欧州は世界で2番目に大きい電気自動車市場で、輸入規模は2020年16億ドル(2兆2千億ウォン)から昨年115億ドル(15兆7千億ウォン)へと急増した。
欧州連合(EU)執行委員長のウルズラ·フォンデアライエンは欧州と中国の関係で「ディリスキング」(de-risking·危険除去)を推進しており、エマニュエル·マクロンフランス大統領の支持を受けている。
ポンデアライエン委員長はこの日、過剰生産を含め中国に対する米国の憂慮を共有するとしながらも、広範囲な関税の代わりに「他の接近方式、はるかにオーダーメード型接近方式を持っている」と話した。

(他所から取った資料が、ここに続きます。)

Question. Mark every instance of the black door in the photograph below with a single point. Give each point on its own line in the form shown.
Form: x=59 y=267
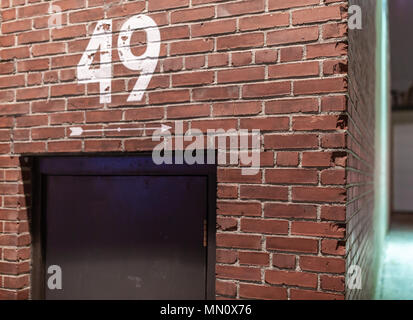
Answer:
x=124 y=228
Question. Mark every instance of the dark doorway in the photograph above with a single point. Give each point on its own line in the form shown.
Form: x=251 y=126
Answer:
x=124 y=228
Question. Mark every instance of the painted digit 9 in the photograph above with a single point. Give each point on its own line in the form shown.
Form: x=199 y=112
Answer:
x=146 y=63
x=102 y=40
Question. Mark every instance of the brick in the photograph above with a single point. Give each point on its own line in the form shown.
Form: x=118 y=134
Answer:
x=64 y=146
x=239 y=8
x=283 y=261
x=196 y=14
x=126 y=9
x=333 y=283
x=317 y=229
x=227 y=224
x=252 y=209
x=48 y=49
x=252 y=291
x=33 y=65
x=293 y=70
x=240 y=41
x=292 y=244
x=33 y=10
x=334 y=30
x=193 y=78
x=224 y=288
x=194 y=62
x=321 y=14
x=305 y=105
x=16 y=26
x=319 y=194
x=236 y=108
x=326 y=50
x=155 y=5
x=235 y=175
x=210 y=28
x=226 y=256
x=11 y=53
x=238 y=241
x=269 y=89
x=241 y=59
x=32 y=93
x=297 y=294
x=287 y=159
x=291 y=54
x=266 y=124
x=191 y=46
x=254 y=258
x=296 y=141
x=291 y=176
x=322 y=264
x=264 y=226
x=334 y=213
x=266 y=56
x=334 y=85
x=241 y=75
x=286 y=4
x=333 y=247
x=267 y=21
x=188 y=111
x=291 y=278
x=86 y=15
x=295 y=35
x=215 y=93
x=33 y=36
x=239 y=273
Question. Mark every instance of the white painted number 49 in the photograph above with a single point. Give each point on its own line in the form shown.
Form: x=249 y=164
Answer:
x=102 y=40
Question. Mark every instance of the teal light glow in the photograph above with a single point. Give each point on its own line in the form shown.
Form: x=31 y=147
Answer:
x=382 y=143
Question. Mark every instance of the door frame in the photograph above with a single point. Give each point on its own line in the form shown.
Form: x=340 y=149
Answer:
x=132 y=164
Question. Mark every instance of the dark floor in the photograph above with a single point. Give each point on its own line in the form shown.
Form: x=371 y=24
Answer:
x=396 y=281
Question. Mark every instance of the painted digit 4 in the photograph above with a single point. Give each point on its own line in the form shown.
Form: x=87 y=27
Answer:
x=102 y=39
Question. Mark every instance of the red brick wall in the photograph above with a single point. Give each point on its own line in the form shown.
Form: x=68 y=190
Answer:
x=274 y=65
x=360 y=173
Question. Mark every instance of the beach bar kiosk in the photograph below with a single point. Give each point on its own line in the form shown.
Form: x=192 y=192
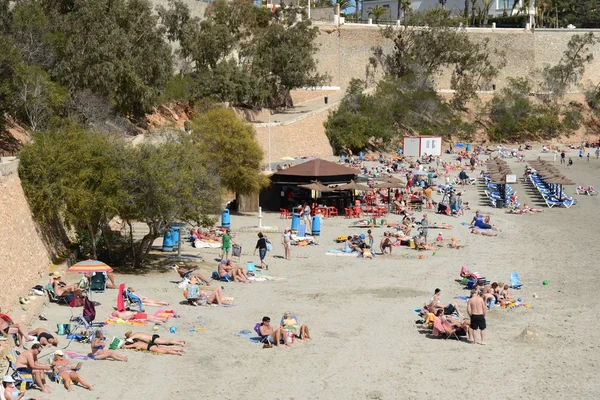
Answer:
x=418 y=146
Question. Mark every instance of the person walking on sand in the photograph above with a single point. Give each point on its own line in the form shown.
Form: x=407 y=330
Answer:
x=27 y=363
x=476 y=309
x=226 y=240
x=286 y=240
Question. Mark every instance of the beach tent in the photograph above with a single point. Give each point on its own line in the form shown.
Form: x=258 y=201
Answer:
x=418 y=146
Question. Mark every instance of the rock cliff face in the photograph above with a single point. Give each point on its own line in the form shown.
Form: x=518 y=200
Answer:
x=24 y=259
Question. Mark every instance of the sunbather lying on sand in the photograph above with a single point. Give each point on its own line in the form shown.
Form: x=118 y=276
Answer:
x=67 y=372
x=273 y=335
x=17 y=329
x=10 y=391
x=484 y=232
x=131 y=315
x=386 y=243
x=232 y=272
x=441 y=226
x=450 y=326
x=147 y=338
x=436 y=304
x=146 y=300
x=138 y=345
x=44 y=337
x=62 y=289
x=290 y=322
x=194 y=293
x=188 y=272
x=100 y=353
x=525 y=210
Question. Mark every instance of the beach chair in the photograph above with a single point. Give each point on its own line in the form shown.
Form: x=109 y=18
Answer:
x=217 y=277
x=263 y=339
x=55 y=298
x=98 y=282
x=16 y=375
x=236 y=251
x=130 y=298
x=515 y=280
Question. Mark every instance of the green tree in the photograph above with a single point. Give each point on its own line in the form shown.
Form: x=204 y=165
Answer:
x=69 y=174
x=9 y=62
x=427 y=51
x=36 y=98
x=378 y=12
x=165 y=183
x=568 y=71
x=115 y=49
x=228 y=145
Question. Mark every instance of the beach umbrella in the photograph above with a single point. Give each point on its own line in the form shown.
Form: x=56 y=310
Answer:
x=316 y=185
x=391 y=179
x=352 y=186
x=89 y=266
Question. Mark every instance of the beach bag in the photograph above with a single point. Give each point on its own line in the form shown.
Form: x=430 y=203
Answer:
x=183 y=284
x=116 y=343
x=63 y=329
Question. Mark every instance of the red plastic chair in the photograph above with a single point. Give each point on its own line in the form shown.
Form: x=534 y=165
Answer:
x=348 y=213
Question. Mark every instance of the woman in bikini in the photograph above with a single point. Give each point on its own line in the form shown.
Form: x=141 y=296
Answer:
x=148 y=301
x=291 y=323
x=100 y=353
x=44 y=337
x=145 y=337
x=67 y=372
x=11 y=392
x=151 y=346
x=286 y=240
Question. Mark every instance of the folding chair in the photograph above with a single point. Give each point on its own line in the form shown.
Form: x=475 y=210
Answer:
x=16 y=375
x=515 y=280
x=98 y=282
x=86 y=321
x=55 y=298
x=236 y=251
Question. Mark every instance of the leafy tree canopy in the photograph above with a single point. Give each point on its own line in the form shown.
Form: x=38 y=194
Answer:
x=228 y=146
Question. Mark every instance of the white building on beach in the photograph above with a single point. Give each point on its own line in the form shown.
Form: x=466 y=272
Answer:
x=455 y=6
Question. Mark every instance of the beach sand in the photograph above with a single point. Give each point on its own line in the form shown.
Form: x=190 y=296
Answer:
x=366 y=344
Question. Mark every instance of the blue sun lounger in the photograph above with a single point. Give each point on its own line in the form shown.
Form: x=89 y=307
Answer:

多くのEU高官も、米国のアプローチに懐疑的な態度を維持していると、WSJは伝えた。
これらの管理は米国式関税引き上げが世界貿易機関(WTO)が定めたグローバル規則に違反すると憂慮し、緊密な貿易相手である中国と良い関係を維持しようと努力しているということだ。
自動車の主要輸出国であるドイツは、中国の電気自動車に対する関税引き上げにより慎重な立場だ。
ドイツ首相のオラフ·ショルツは先週、「忘れてはならないことは、欧州メーカーと一部の米国メーカーが中国市場で成功し、多くの欧州製車が中国に販売されるということ」と述べた。 また、中国から欧州に輸入される電気自動車のうち、少なくとも半分は西欧ブランドだと付け加えた。
一方、最近EUの対中貿易赤字は2021年以後最低水準と現れた。
EU統計庁のユーロスタット(Eurostat)の同日の発表によると、今年第1四半期のEUの対中貿易赤字は625億ユーロ(92兆6000億ウォン)を記録し、前四半期比10%、前年同期比18%それぞれ減少した。 これは2021年第2四半期以降最も少ない。
EUの対中貿易赤字は2022年第3四半期に1千73億ユーロ(159兆ウォン)でピークに達した。
EUは第1四半期の対米貿易黒字も史上最大を記録したが、このような貿易収支の改善は脆弱な域内需要によって輸出努力を強化したことと共に、米国の対中関税も肯定的に作用したものと専門家たちは評価した。